Today, Nigeria joins the rest of the global community in marking this year’s World Diabetes Day (WDD). The annual campaign is spearheaded by the International Diabetes Federation (IDF) in conjunction with the World Health Organisation (WHO) and was created in 1991 in response to growing concerns about the escalating health threat that diabetes poses across the globe.
The theme of this year’s commemoration is “Access to Diabetes Care”. This year’s celebration will focus on importance of improving access to diabetes for all and the need for action to prevent the disease and its complications. Fundamental components of diabetes care include access to insulin and medication, education and psychological support.
This year also marks the 102 years since the discovery of insulin. Before the finding, a diabetes diagnosis was a death sentence. The breakthrough by scientists Frederic Banting and Charles Best in 1921 has saved millions of lives and is often hailed as one of the greatest medical advancements of our times.
A diabetic person is a harbourer of high blood glucose either because the system is not producing enough insulin, or because the body does not respond properly to insulin.
According to available statistics, there are about 415m people living with the ailment globally and the figure is projected to reach 642m by 2040. As at 2015, the sub-Saharan Africa harboured more than 14m sufferers and the figure is expected to double by 2040. Presently, over five million Nigerians are sickened by the disease, half of whom are unaware of their status which unfortunately leads to their death.
The incurable disease is categorised into types 1, 2, 3 and 4 which affect children, adults and pregnant women. Experts agree that there is no better treatment for it than frequent taking of medication according to prescription and eating the right foods.

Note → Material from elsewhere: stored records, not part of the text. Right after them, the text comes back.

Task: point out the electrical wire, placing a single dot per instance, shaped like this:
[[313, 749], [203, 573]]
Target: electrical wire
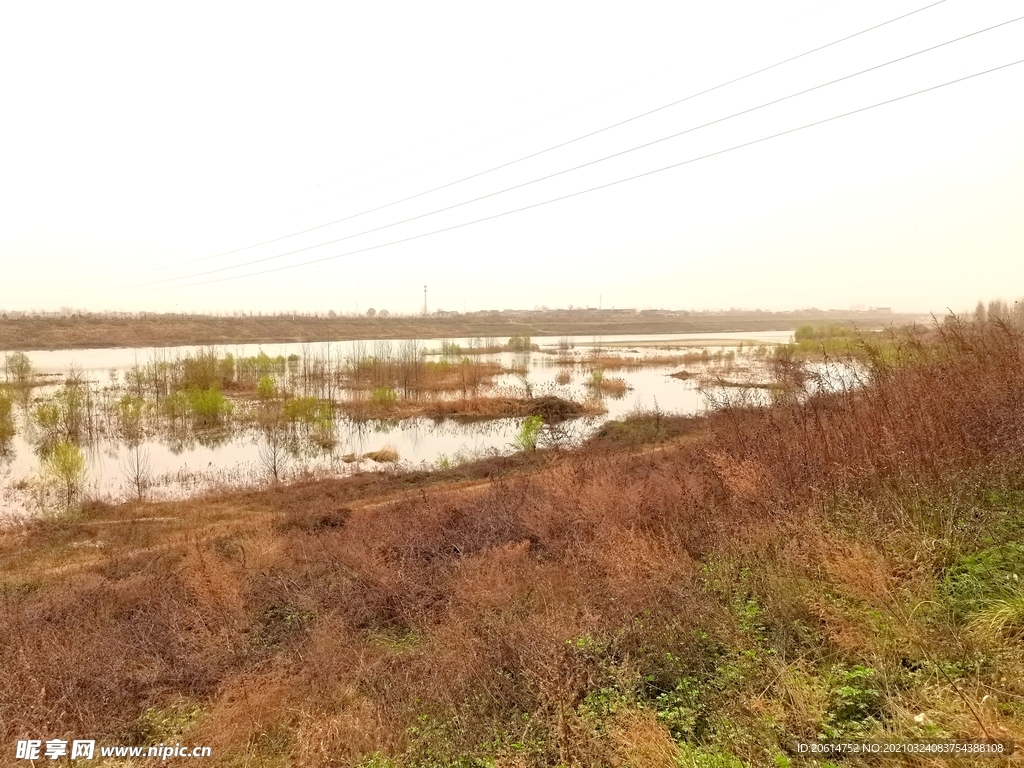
[[542, 152], [601, 186], [589, 163]]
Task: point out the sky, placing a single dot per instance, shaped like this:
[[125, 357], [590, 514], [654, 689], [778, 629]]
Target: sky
[[190, 157]]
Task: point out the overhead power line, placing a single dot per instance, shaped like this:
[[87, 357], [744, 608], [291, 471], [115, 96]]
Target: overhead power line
[[549, 148], [592, 162], [605, 185]]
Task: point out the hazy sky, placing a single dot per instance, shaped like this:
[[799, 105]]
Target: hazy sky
[[136, 137]]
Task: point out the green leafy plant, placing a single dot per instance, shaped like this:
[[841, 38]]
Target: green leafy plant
[[66, 468], [529, 433]]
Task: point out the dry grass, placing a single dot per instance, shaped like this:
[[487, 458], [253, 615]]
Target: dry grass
[[773, 574]]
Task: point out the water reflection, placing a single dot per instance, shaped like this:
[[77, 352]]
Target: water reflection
[[102, 409]]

The non-communicable malady is now prevalent among adolescents and young adults and it is attributed partly to the rapid socio-cultural change experienced in most developing countries leading to the adoption of new lifestyles and risky behaviours. The modifiable shared risk factors for diabetes include tobacco use, unhealthy nutrition, lack of physical activity and harmful use of alcohol. If the disease is discovered late or managed poorly, it could lead to amputation of the lower limb, chronic renal failure, hypertension, visual impairment or blindness and multiple organ damage associated with atherosclerosis among others.
Diabetes, genetic or acquired, is a disorder in metabolism in which sugar and starch are not properly absorbed from the blood, causing excessive thirst and the production of large amounts of urine. However, it is not surprising that the disease is conquering so many Nigerians. Health awareness is not common even among the urban dwellers and the enlightened. Grinding poverty has overwhelmed the vast majority of Nigerians. Oppressed for too long by successive bad governments, ordinary Nigerians have gradually lost the sense of keeping fit by eating good food and engaging in exercises as they struggle daily just to survive. Ironically, the rich are also susceptible to diabetes.

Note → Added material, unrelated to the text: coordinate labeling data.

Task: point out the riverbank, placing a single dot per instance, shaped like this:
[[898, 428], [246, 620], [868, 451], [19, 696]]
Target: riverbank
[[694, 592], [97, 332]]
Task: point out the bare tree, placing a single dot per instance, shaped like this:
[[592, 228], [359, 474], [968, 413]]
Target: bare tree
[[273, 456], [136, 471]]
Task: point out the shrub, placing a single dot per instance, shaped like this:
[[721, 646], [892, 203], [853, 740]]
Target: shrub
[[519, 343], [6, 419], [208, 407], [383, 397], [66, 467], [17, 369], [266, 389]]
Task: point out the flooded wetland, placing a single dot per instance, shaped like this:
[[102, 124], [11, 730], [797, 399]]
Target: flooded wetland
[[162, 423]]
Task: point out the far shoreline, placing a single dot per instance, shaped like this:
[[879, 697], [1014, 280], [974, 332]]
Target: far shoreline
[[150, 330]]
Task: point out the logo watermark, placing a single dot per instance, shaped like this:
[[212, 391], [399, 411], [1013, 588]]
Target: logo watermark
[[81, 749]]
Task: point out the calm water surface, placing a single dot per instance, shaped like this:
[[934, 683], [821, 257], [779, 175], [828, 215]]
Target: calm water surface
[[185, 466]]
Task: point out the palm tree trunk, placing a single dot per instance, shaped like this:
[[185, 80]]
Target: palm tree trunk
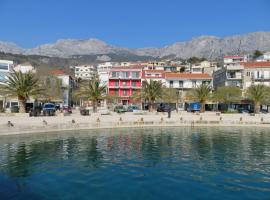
[[257, 107], [22, 105], [151, 106], [202, 107], [94, 106]]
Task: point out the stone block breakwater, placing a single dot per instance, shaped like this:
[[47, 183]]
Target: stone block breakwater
[[21, 124]]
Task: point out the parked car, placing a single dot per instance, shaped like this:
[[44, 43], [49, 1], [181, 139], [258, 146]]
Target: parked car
[[48, 109], [104, 111], [84, 111], [163, 108], [67, 109], [194, 107], [119, 109], [133, 108]]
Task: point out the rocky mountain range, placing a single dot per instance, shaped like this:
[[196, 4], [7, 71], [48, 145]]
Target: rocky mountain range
[[204, 46]]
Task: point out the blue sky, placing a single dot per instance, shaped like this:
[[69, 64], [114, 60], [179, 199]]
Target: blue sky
[[129, 23]]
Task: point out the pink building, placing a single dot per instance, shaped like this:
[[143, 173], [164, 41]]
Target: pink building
[[124, 82]]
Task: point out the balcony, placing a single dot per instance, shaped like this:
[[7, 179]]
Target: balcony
[[234, 75], [114, 86], [125, 77]]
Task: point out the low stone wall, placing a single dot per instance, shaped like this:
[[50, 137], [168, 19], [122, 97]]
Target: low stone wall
[[98, 123]]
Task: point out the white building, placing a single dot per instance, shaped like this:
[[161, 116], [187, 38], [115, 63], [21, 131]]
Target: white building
[[230, 75], [256, 73], [155, 75], [67, 85], [6, 67], [203, 67], [234, 60], [264, 57], [243, 75], [84, 72], [103, 71], [186, 81], [24, 68]]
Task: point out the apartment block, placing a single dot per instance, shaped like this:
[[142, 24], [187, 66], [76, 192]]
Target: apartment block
[[125, 82]]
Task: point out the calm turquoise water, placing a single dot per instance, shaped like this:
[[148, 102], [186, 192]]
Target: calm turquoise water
[[173, 163]]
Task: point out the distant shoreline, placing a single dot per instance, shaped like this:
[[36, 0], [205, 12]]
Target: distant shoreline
[[23, 124]]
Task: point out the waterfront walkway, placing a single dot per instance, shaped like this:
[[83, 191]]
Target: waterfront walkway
[[22, 123]]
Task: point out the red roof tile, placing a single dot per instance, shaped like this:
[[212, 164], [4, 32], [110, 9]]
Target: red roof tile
[[233, 56], [57, 72], [256, 64], [188, 76], [160, 72]]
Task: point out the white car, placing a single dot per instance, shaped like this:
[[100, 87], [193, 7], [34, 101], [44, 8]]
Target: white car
[[104, 111]]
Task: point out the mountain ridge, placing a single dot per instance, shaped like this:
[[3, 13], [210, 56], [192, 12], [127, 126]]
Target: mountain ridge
[[207, 46]]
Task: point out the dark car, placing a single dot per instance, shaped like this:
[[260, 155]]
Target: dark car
[[48, 109], [84, 111], [133, 108], [119, 109], [67, 109], [164, 108]]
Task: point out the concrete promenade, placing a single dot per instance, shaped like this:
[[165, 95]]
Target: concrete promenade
[[22, 123]]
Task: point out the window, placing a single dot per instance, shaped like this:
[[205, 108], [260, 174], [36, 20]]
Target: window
[[125, 74], [115, 74], [171, 83], [181, 84], [133, 83], [135, 74], [125, 93], [205, 82], [194, 83]]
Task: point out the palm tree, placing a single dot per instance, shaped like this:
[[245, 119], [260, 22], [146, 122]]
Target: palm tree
[[21, 85], [227, 95], [258, 94], [151, 91], [94, 91], [201, 94]]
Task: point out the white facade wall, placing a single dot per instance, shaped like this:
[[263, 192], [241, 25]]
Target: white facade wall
[[187, 83], [6, 67], [264, 57], [24, 68], [84, 72], [256, 76]]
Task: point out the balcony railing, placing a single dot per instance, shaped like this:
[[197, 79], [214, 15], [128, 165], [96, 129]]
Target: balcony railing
[[125, 77]]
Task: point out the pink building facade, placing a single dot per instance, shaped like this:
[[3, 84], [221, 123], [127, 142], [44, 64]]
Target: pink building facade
[[125, 82]]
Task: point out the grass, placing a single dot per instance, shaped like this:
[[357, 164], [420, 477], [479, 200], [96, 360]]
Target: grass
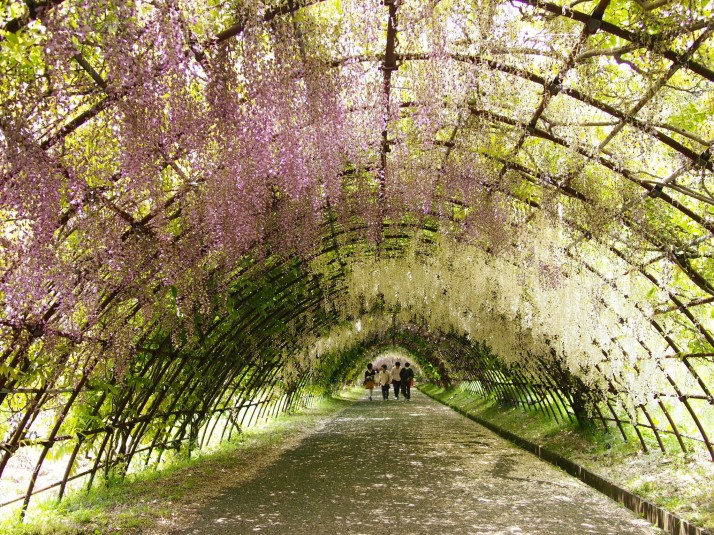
[[680, 483], [160, 499]]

As rightly observed by experts, a large number of those afflicted by the disease go about unaware of the time-bomb ticking around them. Nigerians ought to take their health seriously. Many people, especially in the rural areas, do not have access to experts who can diagnose the disease. Some are quick to blame witches in the village or the enemy next door for their afflictions. When some finally get to know that they are carriers of the ailment, it is either too late for them to commence useful treatment or they do not have the resources to manage it.
Fifty-eight years after independence, Nigeria is still lagging behind in all indices of human development. The health centres in both rural and urban communities still lack adequate facilities to handle such terminal diseases as diabetes. Then, there are the hiccups of strikes by health personnel which have become the hallmark of the sector, leading many who can afford it to seek medical attention overseas. Others patronise quacks or resort to guesswork and self-medication.
Government at all levels has the primary responsibility to provide functional and adequate healthcare for the people. But it is pertinent to point out that Nigerians must fully realise the importance of physical exercise, aside from good nutrition, as a precondition for controlling or staving off the disease. Those who can afford it should make conscious efforts to see that they eat balanced diet, avoid junk meals and soft drinks that can lead to obesity or being overweight and engage in regular physical exercises in order to keep their bodies fit.
Be that as it may, the good news is that with good self-management and professional support from healthcare givers, people with diabetes can live a long, healthy life.